The coastline in Chichester Harbour is ever changing. Over the past 2 million years sea levels have risen and fallen as the Earth’s climate has changed. Each time there’s an Ice Age, the Earth’s water freezes trapping ice and causing sea levels to fall. When the climate warms up, ice melts and ends up back in the sea, causing sea levels to rise.
The Chichester Harbour area has changed from open coastline, to dry grassy valleys with freshwater springs 40 km from the sea, to the channel and mudflat harbour.
Power of the tide, washing away and depositing material
Even without sea level change, the power of the tide coming in twice each day is strong enough to create a changing coastline. The sea movces sand, mud, rocks and pebbles from one part of the harbour to another. Longshore drift happens along the coast, moving sand and stones from East to West in our area. Comparing old maritime charts with today’s charts, there are changes to the harbour shoreline, especially at East Head.
Erosion – Evidence from groynes
Land at the edge of the harbour is lost by the washing action of the water at each very high tide. This is called “erosion”. This is usually a very slow process, as the shoreline is protected from the full force of the sea. But over the years the shoreline has moved inland.
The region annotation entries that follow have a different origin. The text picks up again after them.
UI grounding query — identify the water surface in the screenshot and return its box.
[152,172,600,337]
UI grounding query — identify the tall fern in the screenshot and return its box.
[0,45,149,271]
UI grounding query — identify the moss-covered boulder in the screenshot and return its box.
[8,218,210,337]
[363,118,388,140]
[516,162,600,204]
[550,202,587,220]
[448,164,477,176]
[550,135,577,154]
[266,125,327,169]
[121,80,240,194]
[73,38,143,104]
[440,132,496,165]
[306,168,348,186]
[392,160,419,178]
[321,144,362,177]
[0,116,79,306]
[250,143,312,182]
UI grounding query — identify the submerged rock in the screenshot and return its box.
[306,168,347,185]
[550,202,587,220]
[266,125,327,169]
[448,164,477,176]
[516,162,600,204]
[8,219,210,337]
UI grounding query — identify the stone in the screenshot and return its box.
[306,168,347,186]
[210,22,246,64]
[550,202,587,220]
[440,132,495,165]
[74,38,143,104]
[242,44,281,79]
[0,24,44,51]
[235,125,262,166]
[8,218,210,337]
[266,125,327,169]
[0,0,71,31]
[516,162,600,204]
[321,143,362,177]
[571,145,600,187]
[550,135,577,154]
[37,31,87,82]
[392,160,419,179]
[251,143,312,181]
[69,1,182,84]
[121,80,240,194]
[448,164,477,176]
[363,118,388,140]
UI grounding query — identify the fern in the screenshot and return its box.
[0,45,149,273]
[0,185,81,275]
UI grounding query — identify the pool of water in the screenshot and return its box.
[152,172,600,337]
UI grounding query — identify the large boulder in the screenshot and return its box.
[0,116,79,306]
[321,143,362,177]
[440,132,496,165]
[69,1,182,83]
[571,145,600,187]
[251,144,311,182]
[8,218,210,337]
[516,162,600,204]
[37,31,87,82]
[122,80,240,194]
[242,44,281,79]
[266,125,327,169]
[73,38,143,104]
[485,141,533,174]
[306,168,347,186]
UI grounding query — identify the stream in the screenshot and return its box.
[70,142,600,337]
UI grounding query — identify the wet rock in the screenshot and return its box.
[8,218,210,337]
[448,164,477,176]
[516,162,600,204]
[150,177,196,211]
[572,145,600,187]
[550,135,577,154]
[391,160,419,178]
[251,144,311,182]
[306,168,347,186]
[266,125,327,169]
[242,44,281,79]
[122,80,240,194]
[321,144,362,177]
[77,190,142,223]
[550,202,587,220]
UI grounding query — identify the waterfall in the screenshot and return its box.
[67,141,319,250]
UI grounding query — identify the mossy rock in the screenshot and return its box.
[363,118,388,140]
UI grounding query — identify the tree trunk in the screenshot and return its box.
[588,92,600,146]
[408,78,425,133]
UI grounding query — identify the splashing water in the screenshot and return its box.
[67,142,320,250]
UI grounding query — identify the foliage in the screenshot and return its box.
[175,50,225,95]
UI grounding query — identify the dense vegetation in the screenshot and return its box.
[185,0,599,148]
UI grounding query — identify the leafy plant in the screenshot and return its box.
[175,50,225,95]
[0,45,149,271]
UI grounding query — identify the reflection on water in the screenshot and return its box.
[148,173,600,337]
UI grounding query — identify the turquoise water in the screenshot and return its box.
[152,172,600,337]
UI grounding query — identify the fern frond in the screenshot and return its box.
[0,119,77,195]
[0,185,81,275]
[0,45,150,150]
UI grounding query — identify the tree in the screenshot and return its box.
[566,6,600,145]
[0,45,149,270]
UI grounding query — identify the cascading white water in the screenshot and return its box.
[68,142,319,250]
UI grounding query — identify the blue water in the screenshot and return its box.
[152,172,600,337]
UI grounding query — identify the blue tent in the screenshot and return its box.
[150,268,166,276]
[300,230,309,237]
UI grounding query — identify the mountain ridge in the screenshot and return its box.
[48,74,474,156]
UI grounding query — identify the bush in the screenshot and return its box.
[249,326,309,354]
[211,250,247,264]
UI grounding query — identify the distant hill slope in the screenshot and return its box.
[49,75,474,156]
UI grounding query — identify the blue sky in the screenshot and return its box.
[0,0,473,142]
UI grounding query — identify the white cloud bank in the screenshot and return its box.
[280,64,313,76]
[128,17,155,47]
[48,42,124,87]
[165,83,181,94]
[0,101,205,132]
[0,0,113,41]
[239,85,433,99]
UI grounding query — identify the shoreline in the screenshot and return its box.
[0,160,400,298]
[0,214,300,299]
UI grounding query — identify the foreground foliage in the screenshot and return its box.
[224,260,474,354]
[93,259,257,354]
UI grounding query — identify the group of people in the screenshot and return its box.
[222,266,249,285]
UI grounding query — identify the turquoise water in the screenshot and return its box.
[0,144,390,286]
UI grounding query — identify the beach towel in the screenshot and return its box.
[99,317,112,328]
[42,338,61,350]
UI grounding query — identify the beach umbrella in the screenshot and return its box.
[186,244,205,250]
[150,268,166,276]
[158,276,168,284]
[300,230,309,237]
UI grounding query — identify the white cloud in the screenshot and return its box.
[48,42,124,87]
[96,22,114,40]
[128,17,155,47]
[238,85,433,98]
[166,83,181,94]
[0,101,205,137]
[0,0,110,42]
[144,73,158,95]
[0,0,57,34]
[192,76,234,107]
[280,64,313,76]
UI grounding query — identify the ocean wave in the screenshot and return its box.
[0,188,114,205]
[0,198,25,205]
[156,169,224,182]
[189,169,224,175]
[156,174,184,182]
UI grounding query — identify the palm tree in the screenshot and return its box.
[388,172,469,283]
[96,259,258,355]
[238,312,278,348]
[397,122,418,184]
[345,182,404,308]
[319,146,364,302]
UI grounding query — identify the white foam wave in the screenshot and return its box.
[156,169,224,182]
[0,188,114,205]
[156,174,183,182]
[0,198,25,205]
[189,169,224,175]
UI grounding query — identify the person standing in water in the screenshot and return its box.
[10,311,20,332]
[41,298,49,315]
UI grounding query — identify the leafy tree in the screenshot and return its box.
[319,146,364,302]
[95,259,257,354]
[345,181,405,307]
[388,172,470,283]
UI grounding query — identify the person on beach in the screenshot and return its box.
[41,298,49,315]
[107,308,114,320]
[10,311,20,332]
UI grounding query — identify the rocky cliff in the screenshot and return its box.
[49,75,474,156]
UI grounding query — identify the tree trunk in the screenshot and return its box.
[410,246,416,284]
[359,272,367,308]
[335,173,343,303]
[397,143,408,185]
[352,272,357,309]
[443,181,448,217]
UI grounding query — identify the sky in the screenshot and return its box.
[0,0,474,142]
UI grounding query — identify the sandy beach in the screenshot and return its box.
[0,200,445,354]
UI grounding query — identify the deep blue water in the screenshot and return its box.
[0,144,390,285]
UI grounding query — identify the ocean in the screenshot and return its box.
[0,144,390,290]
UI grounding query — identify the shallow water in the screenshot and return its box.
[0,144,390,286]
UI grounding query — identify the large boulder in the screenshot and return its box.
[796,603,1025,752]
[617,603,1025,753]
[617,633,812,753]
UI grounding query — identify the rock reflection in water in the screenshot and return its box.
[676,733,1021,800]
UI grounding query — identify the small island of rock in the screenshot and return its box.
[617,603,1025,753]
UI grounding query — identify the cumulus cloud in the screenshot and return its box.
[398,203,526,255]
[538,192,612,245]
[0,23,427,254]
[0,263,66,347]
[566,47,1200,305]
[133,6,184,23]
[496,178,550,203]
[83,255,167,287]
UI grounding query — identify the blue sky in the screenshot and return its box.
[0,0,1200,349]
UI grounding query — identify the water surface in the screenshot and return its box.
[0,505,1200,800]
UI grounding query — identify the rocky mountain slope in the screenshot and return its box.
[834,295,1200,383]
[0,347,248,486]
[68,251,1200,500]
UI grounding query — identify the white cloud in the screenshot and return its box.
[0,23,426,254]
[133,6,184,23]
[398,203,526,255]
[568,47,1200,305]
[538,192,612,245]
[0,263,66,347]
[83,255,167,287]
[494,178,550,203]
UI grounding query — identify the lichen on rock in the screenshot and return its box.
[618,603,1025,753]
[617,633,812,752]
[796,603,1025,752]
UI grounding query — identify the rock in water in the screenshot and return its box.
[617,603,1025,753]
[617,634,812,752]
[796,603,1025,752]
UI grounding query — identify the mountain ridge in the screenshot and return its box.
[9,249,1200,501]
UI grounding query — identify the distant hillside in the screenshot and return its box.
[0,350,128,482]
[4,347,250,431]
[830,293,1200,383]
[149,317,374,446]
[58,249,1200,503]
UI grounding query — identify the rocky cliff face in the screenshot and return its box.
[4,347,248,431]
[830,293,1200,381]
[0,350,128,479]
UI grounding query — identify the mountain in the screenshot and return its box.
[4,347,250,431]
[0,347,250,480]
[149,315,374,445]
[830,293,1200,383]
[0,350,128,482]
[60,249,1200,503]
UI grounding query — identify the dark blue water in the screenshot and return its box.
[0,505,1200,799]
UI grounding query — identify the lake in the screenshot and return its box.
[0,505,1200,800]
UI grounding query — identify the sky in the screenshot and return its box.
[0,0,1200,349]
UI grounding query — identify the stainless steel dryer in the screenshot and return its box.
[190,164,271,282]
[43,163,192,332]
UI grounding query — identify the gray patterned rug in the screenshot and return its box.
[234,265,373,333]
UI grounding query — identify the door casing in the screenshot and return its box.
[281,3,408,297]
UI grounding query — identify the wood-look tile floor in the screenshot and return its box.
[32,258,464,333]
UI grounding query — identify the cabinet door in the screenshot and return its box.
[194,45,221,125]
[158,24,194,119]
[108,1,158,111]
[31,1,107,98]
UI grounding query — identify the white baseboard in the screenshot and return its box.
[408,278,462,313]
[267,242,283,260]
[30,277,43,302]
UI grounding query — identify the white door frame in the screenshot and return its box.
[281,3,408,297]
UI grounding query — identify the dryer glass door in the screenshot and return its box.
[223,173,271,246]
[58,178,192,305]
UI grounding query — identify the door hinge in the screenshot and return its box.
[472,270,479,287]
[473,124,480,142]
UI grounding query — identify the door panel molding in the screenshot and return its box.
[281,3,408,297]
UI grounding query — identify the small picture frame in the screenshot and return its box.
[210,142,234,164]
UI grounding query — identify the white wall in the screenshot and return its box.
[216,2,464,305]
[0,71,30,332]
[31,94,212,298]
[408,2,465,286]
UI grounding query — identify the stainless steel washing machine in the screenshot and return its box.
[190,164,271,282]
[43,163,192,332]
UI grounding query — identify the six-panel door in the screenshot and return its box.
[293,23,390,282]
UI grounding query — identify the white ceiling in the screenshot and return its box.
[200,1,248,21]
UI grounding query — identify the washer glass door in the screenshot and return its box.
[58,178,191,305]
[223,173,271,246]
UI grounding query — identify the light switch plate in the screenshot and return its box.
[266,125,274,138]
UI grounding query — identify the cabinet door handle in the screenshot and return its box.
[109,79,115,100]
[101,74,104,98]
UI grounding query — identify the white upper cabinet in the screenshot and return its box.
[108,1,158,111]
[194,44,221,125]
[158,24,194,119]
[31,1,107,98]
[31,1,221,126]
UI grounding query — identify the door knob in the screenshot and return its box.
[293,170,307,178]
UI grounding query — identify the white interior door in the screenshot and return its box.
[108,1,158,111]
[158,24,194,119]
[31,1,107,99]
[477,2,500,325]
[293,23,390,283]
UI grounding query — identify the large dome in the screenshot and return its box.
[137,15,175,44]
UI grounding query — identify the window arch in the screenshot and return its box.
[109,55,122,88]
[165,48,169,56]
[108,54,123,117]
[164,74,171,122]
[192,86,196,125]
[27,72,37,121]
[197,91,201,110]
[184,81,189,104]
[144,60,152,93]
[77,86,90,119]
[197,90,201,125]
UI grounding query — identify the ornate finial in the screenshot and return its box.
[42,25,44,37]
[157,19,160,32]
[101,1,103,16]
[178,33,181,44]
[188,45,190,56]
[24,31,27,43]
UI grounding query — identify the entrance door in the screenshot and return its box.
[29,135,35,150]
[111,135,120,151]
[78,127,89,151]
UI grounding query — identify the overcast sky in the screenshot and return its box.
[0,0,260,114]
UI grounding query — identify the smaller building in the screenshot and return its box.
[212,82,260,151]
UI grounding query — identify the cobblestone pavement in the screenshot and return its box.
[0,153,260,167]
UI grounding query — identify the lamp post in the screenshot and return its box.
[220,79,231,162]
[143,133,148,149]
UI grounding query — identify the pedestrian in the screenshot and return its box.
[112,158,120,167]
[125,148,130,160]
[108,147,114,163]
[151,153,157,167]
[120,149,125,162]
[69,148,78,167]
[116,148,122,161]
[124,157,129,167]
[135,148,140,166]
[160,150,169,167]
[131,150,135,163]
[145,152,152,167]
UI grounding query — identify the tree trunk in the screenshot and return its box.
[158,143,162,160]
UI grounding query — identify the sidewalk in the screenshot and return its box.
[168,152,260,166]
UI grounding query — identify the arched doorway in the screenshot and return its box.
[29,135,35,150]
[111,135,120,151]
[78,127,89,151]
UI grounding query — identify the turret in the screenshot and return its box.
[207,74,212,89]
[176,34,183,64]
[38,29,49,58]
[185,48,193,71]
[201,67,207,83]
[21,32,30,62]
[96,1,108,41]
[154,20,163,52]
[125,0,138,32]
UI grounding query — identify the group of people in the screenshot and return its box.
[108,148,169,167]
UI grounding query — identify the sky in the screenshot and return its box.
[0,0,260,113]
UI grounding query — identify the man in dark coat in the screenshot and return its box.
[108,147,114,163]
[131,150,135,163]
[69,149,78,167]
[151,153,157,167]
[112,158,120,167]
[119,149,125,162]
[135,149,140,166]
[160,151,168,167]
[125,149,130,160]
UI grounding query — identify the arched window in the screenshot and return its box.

This can be seen by comparing the position of the groynes near Copperas Point to the present shoreline 20 metres away.
People don’t want their land washing away, and have tried to protect it with sea defences.
There are many different types of sea defences. Sometimes the land is heavily protected from the sea; sometimes erosion is allowed to happen naturally.
In the past, areas of saltmarsh and sea have been reclaimed for farmland, such as at Thorney, Bosham, Nutbourne and Cobnor. Much of this land was claimed back by the sea, sometimes leaving posts and other defences behind.
The North part of Thorney has remained as land, linking it to the mainland.
You can walk on embankments that protect farmland from the sea across the harbour, including Chidham and Fishbourne.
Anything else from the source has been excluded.